Using waste heat, heat that is a by-product of manufacturing or other energy-consuming processes, seems like a no brainer that would help conserve energy and limit the amount of greenhouse gas emissions generated by burning fossil fuels. One of the barriers to reusing waste heat is that in order to be recovered it needs to be at a very high temperature. According to the U.S. Department of Energy, 60% of waste heat is not hot enough to be reused. That is a considerable amount of wasted heat, which is dissipated into the atmosphere. What can we do to capture this low-temperature waste heat and reuse it in the United States?
Waste heat is everywhere. We can see it coming out of the sides of our houses, from our exhaust pipe when we heat our houses. Rather than letting it go to waste, the heat created from low-efficiency boilers in a home’s furnace room can be used to dry clothes and conserve the energy that would otherwise be used to fuel a clothes dryer.

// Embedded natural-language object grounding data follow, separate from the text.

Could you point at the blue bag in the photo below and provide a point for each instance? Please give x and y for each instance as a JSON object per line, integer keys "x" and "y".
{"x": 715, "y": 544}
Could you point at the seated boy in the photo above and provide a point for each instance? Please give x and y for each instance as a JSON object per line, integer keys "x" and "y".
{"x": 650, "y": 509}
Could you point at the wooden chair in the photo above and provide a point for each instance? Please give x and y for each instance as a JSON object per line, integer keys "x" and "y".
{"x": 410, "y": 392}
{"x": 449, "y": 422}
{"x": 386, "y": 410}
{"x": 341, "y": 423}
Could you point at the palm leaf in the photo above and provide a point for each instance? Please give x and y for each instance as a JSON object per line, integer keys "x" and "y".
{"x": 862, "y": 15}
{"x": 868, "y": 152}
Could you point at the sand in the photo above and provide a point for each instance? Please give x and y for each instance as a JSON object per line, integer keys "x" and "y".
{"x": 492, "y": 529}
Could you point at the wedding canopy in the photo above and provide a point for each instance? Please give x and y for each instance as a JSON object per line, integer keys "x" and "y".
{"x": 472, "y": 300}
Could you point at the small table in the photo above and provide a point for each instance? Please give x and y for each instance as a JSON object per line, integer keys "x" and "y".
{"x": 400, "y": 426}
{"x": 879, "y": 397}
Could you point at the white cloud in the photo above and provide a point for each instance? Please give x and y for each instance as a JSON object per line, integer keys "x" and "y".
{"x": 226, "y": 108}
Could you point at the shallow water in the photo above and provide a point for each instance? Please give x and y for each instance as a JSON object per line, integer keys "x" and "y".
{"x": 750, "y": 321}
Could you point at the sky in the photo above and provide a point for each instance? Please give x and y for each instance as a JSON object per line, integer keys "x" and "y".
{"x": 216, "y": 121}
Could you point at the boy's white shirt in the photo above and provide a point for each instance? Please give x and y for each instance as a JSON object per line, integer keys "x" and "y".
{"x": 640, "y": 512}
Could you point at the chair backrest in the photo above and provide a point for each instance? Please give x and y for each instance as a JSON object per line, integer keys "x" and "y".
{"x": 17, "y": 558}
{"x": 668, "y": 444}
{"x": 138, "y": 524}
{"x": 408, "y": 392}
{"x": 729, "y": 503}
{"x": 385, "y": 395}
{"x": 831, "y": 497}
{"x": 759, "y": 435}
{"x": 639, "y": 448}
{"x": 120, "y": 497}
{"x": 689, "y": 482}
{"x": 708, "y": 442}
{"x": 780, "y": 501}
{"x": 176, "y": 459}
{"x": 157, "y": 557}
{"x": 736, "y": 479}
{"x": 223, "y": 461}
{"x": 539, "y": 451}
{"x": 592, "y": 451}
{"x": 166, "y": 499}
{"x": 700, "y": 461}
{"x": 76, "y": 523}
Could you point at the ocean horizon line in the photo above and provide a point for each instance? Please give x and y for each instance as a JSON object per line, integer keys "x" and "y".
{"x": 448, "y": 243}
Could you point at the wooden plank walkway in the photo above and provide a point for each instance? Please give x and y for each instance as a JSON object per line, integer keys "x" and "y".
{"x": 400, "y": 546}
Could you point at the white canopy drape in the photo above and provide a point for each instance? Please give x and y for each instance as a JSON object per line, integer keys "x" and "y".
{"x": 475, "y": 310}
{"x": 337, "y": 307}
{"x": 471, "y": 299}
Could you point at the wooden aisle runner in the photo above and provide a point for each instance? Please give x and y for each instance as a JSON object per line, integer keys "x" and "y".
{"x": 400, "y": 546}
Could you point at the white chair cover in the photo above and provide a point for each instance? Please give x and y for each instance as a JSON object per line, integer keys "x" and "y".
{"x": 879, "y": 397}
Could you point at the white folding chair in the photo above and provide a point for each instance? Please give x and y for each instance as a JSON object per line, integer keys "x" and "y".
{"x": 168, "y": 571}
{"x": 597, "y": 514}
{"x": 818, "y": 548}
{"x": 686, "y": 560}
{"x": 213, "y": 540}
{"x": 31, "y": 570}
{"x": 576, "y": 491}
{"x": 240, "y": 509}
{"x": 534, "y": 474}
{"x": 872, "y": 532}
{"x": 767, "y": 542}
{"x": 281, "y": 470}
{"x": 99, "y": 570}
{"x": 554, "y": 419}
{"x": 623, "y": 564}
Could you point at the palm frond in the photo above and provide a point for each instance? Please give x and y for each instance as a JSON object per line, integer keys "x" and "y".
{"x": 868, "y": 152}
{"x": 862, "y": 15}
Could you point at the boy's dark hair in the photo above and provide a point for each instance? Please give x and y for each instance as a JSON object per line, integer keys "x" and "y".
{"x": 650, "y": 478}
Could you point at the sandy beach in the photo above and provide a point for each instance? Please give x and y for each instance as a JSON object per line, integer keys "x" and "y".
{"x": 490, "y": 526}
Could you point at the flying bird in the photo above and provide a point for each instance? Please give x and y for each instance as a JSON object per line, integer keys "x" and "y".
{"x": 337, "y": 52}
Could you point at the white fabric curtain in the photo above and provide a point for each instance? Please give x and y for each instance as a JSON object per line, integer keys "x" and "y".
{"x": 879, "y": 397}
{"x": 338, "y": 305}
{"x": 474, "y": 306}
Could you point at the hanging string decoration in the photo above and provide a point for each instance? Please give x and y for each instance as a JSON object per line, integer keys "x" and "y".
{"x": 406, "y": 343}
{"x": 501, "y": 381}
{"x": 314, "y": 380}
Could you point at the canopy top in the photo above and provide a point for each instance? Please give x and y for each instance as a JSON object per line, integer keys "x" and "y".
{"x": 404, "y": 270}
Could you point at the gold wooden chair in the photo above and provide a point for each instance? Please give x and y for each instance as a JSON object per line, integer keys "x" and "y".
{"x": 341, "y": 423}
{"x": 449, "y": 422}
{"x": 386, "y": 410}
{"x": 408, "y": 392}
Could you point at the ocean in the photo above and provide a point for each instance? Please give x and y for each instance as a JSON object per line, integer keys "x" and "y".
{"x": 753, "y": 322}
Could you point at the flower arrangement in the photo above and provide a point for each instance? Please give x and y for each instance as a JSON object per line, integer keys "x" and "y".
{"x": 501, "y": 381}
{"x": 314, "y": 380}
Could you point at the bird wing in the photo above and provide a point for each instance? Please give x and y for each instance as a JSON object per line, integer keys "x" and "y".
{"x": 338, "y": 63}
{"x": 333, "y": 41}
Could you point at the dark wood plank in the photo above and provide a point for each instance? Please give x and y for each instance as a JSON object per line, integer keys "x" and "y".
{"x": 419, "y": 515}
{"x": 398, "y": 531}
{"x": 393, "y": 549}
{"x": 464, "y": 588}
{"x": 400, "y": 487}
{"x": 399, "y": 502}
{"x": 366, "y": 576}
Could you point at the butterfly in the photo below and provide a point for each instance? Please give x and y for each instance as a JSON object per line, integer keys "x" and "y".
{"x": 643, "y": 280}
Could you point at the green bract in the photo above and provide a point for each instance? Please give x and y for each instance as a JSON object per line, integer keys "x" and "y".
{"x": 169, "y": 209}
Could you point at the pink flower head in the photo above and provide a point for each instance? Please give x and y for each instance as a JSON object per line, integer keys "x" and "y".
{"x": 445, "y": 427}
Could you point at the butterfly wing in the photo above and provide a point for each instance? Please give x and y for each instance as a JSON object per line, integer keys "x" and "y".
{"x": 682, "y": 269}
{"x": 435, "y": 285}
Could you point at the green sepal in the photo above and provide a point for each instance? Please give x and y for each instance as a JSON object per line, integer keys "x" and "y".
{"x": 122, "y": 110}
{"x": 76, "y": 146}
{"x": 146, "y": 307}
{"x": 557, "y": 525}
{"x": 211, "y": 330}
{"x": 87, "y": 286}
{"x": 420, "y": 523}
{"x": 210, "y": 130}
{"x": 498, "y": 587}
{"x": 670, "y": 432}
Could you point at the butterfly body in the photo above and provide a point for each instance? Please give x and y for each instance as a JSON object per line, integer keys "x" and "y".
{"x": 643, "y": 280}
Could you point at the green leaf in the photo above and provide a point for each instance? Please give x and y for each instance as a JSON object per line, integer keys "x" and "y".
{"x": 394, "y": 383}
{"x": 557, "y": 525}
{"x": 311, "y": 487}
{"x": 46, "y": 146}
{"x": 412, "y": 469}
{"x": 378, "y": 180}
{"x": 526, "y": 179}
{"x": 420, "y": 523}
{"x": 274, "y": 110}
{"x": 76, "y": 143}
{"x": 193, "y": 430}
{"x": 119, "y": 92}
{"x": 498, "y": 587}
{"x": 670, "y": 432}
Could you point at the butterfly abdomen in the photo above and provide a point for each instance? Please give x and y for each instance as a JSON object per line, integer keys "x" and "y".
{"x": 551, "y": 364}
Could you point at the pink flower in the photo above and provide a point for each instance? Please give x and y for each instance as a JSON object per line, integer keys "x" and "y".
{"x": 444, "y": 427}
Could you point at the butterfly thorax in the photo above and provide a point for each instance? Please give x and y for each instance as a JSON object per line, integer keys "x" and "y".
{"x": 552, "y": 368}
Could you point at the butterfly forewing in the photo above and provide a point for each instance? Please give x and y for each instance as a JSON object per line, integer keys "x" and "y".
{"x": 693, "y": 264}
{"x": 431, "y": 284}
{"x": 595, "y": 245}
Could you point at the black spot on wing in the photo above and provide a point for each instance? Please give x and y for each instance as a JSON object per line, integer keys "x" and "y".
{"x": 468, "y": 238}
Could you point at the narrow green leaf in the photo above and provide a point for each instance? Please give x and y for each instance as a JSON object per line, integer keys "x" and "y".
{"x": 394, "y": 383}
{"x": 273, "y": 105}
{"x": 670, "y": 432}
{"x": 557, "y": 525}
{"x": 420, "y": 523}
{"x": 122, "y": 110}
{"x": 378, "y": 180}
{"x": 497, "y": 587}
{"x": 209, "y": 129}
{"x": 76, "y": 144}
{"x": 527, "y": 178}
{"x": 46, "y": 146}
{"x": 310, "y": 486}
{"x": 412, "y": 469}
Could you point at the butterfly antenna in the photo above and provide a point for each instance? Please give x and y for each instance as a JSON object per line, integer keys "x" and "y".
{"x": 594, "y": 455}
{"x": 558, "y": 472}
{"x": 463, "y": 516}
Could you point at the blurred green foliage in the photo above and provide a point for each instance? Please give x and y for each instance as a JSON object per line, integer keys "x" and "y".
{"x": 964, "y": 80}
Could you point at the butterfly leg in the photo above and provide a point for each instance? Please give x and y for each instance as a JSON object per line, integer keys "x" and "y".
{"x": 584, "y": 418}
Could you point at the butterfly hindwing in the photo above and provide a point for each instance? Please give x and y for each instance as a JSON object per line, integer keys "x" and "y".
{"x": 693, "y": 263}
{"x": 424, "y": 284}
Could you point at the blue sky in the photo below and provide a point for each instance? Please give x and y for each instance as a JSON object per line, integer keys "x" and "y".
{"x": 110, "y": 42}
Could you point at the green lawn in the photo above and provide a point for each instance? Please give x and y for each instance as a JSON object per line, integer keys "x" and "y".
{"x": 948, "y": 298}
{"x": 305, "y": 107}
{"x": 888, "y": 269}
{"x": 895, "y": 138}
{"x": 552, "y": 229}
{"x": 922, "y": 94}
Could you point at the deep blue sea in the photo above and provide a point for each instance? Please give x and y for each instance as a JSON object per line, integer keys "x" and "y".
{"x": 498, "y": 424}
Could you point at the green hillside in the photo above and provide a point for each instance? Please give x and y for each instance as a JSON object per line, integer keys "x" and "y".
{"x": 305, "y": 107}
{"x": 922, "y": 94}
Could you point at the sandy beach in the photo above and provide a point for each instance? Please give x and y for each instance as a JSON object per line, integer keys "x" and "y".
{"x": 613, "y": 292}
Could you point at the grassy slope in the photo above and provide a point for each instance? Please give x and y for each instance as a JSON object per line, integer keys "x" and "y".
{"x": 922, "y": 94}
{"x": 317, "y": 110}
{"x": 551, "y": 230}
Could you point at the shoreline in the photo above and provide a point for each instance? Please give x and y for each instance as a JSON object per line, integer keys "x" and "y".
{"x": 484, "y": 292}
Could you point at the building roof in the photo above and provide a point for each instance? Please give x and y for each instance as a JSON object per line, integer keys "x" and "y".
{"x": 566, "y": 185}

Some scientists have been researching how to use microwave technology to capture waste heat from cars and machines and turn it into energy. It is really the same concept as recycling paper or other materials. Recycling turns used materials that would otherwise be landfilled into new materials, and harnessing waste heat turns what would normally be lost into a new energy source—conceptually saving resources. The current limitations of using waste heat as an energy source are the science and cost.
If you start to notice all the waste heat entering the atmosphere as you drive down the highway, you can see how we are causing global warming. It does not take a room full of geniuses to tell us that global warming is a real phenomenon. Can we take this low-temperature waste heat and turn it into something? I guess we have to ask the geniuses sitting around the table.